Franz Wohlfahrt: It needed some repair and I couldn’t get just a little repair, it was a brand new, two hundred Kubik Zundapp. And I was working hard and I had to wait until about the 8th of July that the bike was ready and with that bike I made the trip home. And they loaded me up with gifts and all kinds of things, the German people, you know? Some gave me porcelain, [laughs] some vases, and for my wife, they, some gave me some of this silk that she could make, make a blouse. You know that was the blouse when she made for the wedding (Laughs). But can you imagine? They were so kind, and so many German people said, “We should have done that, we should taken such a stand,” you know? And then I got home, and can you imagine there on the way up to that village, I met a relative of Mary. I said, “Is Mary ok?” They are wondering, they were all already assuming I have been killed, I never survived. And I ask if she is okay. “Yes she is just up with her father, they are, they are just harvesting the wheat on the field.” And I went up there. You know I came up there, stopped, and they wouldn’t recognize me. I had a cap like one of this tank, you know what the tank crew head, this black, [laughs] and a, a big coat, and this goggles, you know? I said, “Come along.” She looked, “Uh.” She came little bit closer, “Uh.” What did this fellow want, you know? And, can you imagine? [Laughs] I had to insist, “Come closer.” She didn’t recognize me and then you can imagine what a outcry and we were united again. And then she, jumped up on that bike, you know I had already a seat, a thing prepared. Then we drove up to, rode up to, my mother’s house. And she was up on the hill just cutting some grass, and they called here, “Franz is home.” She threw everything away, came running down with us. A really outstanding reunion.
CARD #13
Franz’s family continues to be active in the Jehovah’s Witness faith.
PICTURES
Picture #1 – Family
Interviewer: Sir, please describe this photograph, when it was taken and from left to right, who the people are in there, and what happened to them.

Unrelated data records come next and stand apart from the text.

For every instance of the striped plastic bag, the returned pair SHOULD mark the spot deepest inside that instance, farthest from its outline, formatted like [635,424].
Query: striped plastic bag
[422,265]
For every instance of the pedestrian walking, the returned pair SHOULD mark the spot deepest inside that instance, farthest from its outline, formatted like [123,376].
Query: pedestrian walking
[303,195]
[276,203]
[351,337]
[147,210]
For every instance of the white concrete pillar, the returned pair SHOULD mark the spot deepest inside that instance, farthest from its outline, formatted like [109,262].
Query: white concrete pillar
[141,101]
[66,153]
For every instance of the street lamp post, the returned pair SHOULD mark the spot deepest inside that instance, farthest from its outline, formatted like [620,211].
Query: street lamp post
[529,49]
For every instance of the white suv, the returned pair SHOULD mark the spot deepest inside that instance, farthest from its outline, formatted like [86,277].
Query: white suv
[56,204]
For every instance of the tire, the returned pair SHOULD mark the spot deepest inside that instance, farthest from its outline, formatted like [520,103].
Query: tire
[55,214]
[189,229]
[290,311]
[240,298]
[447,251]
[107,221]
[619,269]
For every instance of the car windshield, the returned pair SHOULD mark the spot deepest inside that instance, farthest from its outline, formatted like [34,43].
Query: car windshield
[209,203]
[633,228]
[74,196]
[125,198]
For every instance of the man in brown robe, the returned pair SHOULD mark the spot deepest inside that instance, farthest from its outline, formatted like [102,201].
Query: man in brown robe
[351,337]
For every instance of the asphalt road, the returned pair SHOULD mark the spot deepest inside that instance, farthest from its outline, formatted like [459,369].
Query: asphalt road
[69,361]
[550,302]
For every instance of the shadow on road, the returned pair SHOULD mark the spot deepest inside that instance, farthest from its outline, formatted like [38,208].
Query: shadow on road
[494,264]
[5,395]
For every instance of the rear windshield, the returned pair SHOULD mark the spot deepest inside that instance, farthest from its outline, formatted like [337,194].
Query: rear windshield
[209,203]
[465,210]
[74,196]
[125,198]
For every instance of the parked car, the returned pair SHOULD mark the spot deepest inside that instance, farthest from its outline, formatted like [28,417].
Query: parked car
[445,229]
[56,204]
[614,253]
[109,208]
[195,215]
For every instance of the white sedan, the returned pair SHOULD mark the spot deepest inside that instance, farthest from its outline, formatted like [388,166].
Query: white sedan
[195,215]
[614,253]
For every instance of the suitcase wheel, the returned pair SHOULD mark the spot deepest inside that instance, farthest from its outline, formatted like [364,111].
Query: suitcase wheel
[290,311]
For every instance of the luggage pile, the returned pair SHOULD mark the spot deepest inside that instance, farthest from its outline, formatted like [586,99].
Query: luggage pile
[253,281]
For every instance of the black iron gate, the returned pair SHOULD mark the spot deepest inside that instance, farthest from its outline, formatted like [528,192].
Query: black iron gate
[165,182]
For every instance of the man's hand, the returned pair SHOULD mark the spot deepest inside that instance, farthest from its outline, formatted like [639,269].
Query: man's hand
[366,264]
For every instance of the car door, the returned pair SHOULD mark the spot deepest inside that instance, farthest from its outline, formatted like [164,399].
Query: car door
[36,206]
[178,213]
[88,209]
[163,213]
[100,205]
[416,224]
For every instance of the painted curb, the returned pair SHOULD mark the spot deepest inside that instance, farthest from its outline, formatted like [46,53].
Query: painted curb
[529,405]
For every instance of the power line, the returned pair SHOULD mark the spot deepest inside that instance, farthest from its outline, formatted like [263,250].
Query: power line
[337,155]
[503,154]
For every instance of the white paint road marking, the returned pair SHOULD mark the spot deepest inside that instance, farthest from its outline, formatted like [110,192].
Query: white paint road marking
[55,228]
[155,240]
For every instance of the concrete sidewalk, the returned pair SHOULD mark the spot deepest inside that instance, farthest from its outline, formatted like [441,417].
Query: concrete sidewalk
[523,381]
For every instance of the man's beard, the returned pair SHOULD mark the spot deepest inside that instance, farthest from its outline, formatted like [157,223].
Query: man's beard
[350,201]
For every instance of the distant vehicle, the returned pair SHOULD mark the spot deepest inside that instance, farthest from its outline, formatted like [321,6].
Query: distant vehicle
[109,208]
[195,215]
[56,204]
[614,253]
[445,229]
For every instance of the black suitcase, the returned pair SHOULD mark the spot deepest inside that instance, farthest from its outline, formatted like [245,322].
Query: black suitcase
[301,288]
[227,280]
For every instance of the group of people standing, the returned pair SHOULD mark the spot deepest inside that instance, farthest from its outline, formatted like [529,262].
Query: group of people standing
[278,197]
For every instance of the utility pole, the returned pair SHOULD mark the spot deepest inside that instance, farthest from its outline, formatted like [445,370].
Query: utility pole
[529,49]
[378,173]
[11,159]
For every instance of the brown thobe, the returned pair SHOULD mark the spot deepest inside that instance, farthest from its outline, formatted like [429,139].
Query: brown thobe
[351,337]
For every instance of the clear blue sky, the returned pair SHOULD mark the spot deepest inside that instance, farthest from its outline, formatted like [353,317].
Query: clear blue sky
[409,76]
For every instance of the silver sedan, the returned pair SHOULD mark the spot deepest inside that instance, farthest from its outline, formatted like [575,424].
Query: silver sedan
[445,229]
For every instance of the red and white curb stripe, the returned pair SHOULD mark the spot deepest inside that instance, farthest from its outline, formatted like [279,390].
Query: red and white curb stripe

Franz Wohlfahrt: That photograph was taken still in the ‘30s, before the war. And to the left is a cousin of mine who was also in a concentration camp, then my brother, Christian, and the little brother Willibald, and my sister Eda. And to the right is my cousin, Anton Wohlfahrt who was also in the concentration camp, but they experienced some terrible experiments in the camp, Flossenbürg.
Picture #2 – Document
Franz Wohlfahrt: This is a document from the Austrian government for survivors, that we had some privileges for example, that they took care for our health and also that we were eligible when we were disabled to receive a support from the government.
Picture #3 – Family
Franz Wohlfahrt: That photograph was taken about ’86. To the left is me, Franz Wohlfahrt, and my youngest daughter, Hidi. And behind is my son Gregor, my wife Maria, then my daughter Willima, and the oldest daughter Johanna.